Overall, landlords spent on average £13K on renovation projects over the last year, with portfolio landlords (those with four or more properties within their portfolios) spending £17K. Popular works included repainting (37%), fitting new carpets or flooring (28%), putting in a new kitchen (27%) or bathroom (27%). However, some landlords also undertook even bigger projects such as kitchen extensions (14%), a loft conversion (10%) or building a home office in the garden (8%) in order to capitalise on the current demand for more space for home-working and living.
For many landlords, the last year provided an opportunity to undertake these improvements to their properties.

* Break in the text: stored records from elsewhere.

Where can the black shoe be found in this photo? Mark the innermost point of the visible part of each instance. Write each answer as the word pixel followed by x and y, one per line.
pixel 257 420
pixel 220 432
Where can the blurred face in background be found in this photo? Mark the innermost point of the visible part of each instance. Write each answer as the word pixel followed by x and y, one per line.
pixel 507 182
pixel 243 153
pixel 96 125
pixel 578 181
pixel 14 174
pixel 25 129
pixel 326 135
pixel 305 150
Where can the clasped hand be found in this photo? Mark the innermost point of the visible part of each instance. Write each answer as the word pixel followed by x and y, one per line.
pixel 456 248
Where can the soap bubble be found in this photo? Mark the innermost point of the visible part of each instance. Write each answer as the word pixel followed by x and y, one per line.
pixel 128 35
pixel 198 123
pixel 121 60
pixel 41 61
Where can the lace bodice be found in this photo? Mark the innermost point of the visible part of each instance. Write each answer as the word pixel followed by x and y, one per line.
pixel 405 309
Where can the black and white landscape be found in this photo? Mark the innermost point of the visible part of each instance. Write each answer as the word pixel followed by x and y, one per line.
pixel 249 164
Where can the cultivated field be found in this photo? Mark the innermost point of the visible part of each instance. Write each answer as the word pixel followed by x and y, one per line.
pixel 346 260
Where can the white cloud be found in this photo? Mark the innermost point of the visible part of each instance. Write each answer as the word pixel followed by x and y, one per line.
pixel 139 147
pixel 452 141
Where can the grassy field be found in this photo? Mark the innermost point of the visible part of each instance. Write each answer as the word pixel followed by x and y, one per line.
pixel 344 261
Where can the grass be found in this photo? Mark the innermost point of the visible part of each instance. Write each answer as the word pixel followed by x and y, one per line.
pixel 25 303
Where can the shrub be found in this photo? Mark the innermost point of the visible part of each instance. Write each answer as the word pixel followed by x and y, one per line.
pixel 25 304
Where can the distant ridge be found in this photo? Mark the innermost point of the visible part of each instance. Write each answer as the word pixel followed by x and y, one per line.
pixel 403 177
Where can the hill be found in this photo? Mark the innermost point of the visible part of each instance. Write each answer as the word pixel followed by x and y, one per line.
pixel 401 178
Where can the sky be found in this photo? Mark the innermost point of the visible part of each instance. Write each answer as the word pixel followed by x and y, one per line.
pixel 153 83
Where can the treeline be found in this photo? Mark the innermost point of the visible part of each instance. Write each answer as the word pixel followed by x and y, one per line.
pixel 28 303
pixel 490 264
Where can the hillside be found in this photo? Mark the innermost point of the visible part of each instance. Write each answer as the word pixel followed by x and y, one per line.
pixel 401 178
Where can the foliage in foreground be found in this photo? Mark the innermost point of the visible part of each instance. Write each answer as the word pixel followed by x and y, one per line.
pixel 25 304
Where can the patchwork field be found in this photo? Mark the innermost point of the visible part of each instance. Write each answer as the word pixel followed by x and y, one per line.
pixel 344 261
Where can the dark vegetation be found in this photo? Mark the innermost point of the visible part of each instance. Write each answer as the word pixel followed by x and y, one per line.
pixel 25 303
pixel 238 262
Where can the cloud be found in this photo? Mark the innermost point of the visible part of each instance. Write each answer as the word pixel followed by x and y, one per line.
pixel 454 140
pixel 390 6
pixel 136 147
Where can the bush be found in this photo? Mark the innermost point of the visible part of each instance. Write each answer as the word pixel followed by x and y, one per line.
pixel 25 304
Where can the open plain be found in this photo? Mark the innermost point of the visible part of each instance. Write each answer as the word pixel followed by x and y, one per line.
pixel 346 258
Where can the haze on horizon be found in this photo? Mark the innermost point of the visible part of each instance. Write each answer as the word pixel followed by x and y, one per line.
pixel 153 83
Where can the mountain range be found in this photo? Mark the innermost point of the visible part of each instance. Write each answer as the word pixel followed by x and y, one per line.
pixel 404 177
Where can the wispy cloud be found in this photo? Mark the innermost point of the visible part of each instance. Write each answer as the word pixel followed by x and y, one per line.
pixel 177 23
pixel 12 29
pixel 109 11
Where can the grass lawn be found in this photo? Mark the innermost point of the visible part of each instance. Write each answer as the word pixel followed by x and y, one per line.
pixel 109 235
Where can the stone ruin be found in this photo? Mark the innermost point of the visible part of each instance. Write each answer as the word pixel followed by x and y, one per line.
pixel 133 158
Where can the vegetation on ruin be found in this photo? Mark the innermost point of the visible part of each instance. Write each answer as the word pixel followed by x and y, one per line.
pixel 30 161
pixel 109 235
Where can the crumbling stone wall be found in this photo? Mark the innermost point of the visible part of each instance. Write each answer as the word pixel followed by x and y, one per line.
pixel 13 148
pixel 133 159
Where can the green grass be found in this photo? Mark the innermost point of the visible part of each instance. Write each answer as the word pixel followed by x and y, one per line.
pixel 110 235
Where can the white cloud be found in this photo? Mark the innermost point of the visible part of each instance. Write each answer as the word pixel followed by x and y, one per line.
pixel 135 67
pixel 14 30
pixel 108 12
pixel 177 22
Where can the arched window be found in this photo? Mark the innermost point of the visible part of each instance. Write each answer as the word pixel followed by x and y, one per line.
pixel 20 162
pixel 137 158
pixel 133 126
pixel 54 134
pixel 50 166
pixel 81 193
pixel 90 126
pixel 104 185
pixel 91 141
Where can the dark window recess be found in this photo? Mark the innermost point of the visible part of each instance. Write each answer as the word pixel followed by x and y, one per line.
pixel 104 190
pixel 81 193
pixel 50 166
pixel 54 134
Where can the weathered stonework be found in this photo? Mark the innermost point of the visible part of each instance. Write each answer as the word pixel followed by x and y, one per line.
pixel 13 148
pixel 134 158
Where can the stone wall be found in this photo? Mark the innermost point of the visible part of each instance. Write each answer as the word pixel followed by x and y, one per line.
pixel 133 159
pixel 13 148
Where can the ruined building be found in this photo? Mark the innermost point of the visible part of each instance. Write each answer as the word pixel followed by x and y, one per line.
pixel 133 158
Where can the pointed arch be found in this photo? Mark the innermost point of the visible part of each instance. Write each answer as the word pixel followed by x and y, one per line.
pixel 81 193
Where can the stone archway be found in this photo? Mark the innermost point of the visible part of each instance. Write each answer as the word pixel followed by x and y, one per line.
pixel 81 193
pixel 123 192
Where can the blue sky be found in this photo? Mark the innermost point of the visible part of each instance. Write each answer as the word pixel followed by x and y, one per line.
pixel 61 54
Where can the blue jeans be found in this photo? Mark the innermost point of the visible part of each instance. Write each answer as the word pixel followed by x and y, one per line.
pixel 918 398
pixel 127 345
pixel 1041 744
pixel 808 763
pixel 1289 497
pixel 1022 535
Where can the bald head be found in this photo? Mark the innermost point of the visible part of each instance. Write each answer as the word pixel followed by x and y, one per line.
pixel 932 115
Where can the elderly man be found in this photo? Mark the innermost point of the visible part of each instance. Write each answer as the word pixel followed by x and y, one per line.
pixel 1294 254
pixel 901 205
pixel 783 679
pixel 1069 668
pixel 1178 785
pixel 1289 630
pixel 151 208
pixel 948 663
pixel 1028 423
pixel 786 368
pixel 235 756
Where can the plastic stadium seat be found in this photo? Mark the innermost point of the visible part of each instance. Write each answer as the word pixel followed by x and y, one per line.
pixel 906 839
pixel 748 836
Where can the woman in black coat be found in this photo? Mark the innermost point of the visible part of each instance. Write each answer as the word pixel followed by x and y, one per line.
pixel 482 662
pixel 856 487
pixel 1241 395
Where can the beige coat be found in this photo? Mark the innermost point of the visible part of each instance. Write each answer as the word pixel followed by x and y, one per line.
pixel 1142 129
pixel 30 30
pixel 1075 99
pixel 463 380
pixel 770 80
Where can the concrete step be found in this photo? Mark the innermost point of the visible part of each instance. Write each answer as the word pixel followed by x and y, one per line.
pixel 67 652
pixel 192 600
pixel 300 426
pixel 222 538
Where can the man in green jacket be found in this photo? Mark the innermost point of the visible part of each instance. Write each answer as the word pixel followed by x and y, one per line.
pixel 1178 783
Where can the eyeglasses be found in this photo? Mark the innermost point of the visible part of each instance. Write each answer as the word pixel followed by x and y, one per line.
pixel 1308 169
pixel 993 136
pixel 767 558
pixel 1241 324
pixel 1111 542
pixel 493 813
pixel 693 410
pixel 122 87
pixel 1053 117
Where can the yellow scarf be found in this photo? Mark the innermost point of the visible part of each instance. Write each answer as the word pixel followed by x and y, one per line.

With more experiencing a gap between tenancies, taking the opportunity to refurbish, allowed them to improve the property without causing disruption. 14% of landlords said they chose to renovate because they had an extended period between their previous and incoming tenants. However, the majority of landlords were undertaking necessary work to their property. A third (34%) said that their property needed a renovation.
John Eastgate, MD, Property Finance at Shawbrook Bank, comments: “Ensuring that properties are up to a good standard and meet the current demands of tenants is a mark of a responsible landlord, however, it’s important that landlords are not putting themselves at risk financially in order to undertake this work. Unsecured short-term finance products like credit cards can come with high-interest rates which could leave landlords with substantial debt.
“There are other finance options available to landlords which can often be less well-known but a suitable alternative to short-term credit or using personal savings. For example, a second charge mortgage can be a good option for landlords looking to refurbish. We’d encourage any landlord considering a renovation to speak to their broker about their options before putting it on a credit card.
“Renovating your properties can help attract more tenants, secure higher rents and boost the value of the property, but don’t do so at the expense of your own financial security.”